A l'heure où le travail des soignants en EHPAD est systématiquement décrié, nous avons souhaité partager ce magnifique texte de François Beaudonnet, journaliste à France Télévisions, publié sur sa page personnelle Facebook.
Magnifique témoignage de François Beaudonnet, partagé sur Facebook
« Vous savez ? » « Oui, je sais, je vais monter au chevet de votre maman ».
Pourquoi ai-je demandé cela ? J'aurais dû m'en douter. Oui, bien sûr, elle savait. De loin, derrière la vitre, j'avais remarqué qu'elle avait les yeux rougis. Nous sommes le soir de Noel, il est presque minuit. Le bureau des aides-soignantes est sombre et silencieux. Au premier étage de la maison de retraite, ma mère vient de mourir. Cela faisait des jours qu'elle s'accrochait à la vie. Des jours et des nuits pendant lesquels le personnel de cet EHPAD (ehpad, quel affreux acronyme !) a été formidable d'humanité.
Plus tard, autour d'un café, l'une des 2 aides-soignantes de nuit m'a confiée, très émue : « cela va vous paraître étrange... mais avec ma collègue, on s'était dit qu'on voulait que « ça » arrive lorsque nous serions de garde. C'est bête. Mais nous voulions être là pour votre mère ».

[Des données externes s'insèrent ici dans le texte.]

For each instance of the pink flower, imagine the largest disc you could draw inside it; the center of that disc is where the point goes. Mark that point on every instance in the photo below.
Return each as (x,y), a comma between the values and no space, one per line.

Non, ce n'était ni « étrange » ni « bête ». Juste d'une gentillesse à pleurer.
Ce n'est que plus tard que j'ai repensé à la force de cette phrase. Cette nuit-là, elle ne m'a pas surpris.
Peut-être parce que pendant la semaine interminable où, dans la chambre 129, la petite chandelle de la vie était en train de vaciller, le personnel a fait preuve d'une incroyable délicatesse. Tout était fait pour entourer notre mère, avec discrétion. Et pour lui éviter de souffrir.
A nous, ses enfants, présents à son chevet, on nous a proposé de dormir sur place. Nuit et jour, on nous a porté du café, des jus de fruits, des biscuits. La veille de la mort de notre mère, l'une des deux aides-soignantes de l'équipe de nuit a fait la tournée des chambres avec un bonnet rouge de père Noël. Et c'était amusant parce qu'il se dressait tout seul sur sa tête. Ça n'a l'air de rien, mais faire sourire des personnes âgées seules et une famille qui voit partir l'un des siens, le soir où tout le monde réveillonne, eh bien, c'est faire preuve d'une grande générosité.
Alors voilà, je pourrais aussi vous dire que des membres du personnel de la maison de retraite sont venus aux obsèques, qu'elles (et oui, le personnel est presqu'exclusivement féminin) se sont même excusées d'être là : « oh, on l'aimait bien, vous savez ». Je pourrais aussi vous raconter plein d'autres petites attentions...
J'avais juste envie de rendre hommage à ces femmes qui, sans se mettre en avant, travaillent pour les autres, dans des établissements parfois critiqués.